Euro soars on hopes of new Greek bailout and disappointing US numbers
06/Jun/2011 • Currency Updates•
Financial markets in general – and currency markets particularly – continue to be driven by headline news on two fronts. On the one hand, there is the resolution (or lack thereof) of the peripheral funding crisis in Europe, as it becomes clear that the first Greek bailout has failed and a second one is necessary to prevent a sovereign default. On the other there is the unfolding economic slowdown worldwide – and in particular in the US – where further signs are emerging that the already less-than-stellar economic recovery is slowing further. In Europe, reports late last week suggested that a new bailout package is taking shape, conditional on even harsher austerity measures from the Greek government and an accelerated privatization schedule. While markets and observers generally agree that a Greek default is inevitable, traders reacted positively to the news that this outcome will probably be delayed for a few months. The combination of this news with another round of disappointing macroeconomic data from the US stalled the nascent dollar rally and sent the euro soaring, while equity and commodity markets sold off sharply and government bonds rose to new highs for the year.

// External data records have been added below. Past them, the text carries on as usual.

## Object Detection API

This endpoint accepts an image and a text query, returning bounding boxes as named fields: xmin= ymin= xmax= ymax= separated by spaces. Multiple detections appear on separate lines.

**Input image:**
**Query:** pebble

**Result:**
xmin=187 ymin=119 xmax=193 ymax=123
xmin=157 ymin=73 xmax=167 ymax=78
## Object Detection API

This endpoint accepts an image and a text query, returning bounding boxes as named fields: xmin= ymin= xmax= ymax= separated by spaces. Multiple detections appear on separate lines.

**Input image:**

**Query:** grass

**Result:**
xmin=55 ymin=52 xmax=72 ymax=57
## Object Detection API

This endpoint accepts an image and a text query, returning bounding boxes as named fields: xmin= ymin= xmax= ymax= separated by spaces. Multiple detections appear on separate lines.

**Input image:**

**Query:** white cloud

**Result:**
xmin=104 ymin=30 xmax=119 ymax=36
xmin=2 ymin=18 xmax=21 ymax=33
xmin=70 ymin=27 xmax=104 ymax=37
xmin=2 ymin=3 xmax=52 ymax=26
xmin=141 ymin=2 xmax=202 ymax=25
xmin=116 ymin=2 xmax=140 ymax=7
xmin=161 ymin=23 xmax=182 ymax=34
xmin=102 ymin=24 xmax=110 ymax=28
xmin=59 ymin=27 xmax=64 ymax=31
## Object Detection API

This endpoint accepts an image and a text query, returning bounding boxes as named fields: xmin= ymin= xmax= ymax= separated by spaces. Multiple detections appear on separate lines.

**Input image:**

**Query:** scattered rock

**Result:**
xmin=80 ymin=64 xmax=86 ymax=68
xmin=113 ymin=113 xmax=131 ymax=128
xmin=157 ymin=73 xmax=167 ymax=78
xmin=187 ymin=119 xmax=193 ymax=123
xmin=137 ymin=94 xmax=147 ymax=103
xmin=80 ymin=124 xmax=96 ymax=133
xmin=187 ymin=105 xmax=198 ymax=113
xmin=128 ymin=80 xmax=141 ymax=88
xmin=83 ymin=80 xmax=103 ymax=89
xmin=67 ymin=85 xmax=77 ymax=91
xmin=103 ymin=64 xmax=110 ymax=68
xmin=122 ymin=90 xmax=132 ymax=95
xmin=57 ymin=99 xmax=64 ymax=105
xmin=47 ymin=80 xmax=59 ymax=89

More gloomy news on the state of the UK economy emerged last week. The main bright spot in an otherwise dismal picture had been, until now, that business sentiment indices had held relatively well even as domestic demand waned. Last week, both the services and manufacturing PMI fell – the latter very sharply. Observers were busy delaying their calls for the first Bank of England hikes till later this year, or even into 2012. The latest data will certainly do nothing to change the balance of votes away from the dovish camp. The FX markets finally paid heed to these disappointments, and sterling endured a terrible trading week, dropping 0.6% against the dollar and a whopping 2.7% against the euro.
All eyes were fixed on the Greek drama last week. As reports emerged that a fresh bailout had been agreed upon, with the Greek Government committing to even harsher cuts and faster privatization schedule, the euro soared against most other currencies. Neither the market nor observers expect the bailout to do much beyond delaying the inevitable default, but euro officials seem to be mostly interested in gaining some time. Meanwhile, neither the Greek problems, nor weakening PMI numbers, particularly in the battered periphery, nor the correction in commodity prices seems to be dissuading ECB officials from hiking rates further, and comments last week were uniformly hawkish. Markets expect another rate increase in July and the widening rate differential, together with the welcome prospect of no further Greek headlines for at least a few weeks buoyed the euro, which ended the week above the 1.46 level against the dollar.
A dismal week in the macroeconomic front in the United States. The sharp slowdown in payroll growth (to 54,000) in the jobs report Friday capped a week that saw the manufacturing PMI drop to 53.5, from the above 60 readings it held during most of 2011, and the services PMI confirm April’s sharp drop (even though it rose 1.8 points from April’s low level). Consumer spending, hiring, investment and government spending all seem pulling back simultaneously, raising questions about the speed of the economic recovery and the length of time it will take before employment slack is absorbed. Consequently, expectations for monetary policy normalization were pushed further into 2012, Government bond yields dropped to year lows, and the nascent dollar recovery of the last few weeks reversed for the time being, as the trade-weighted dollar dropped 0.6% for the week.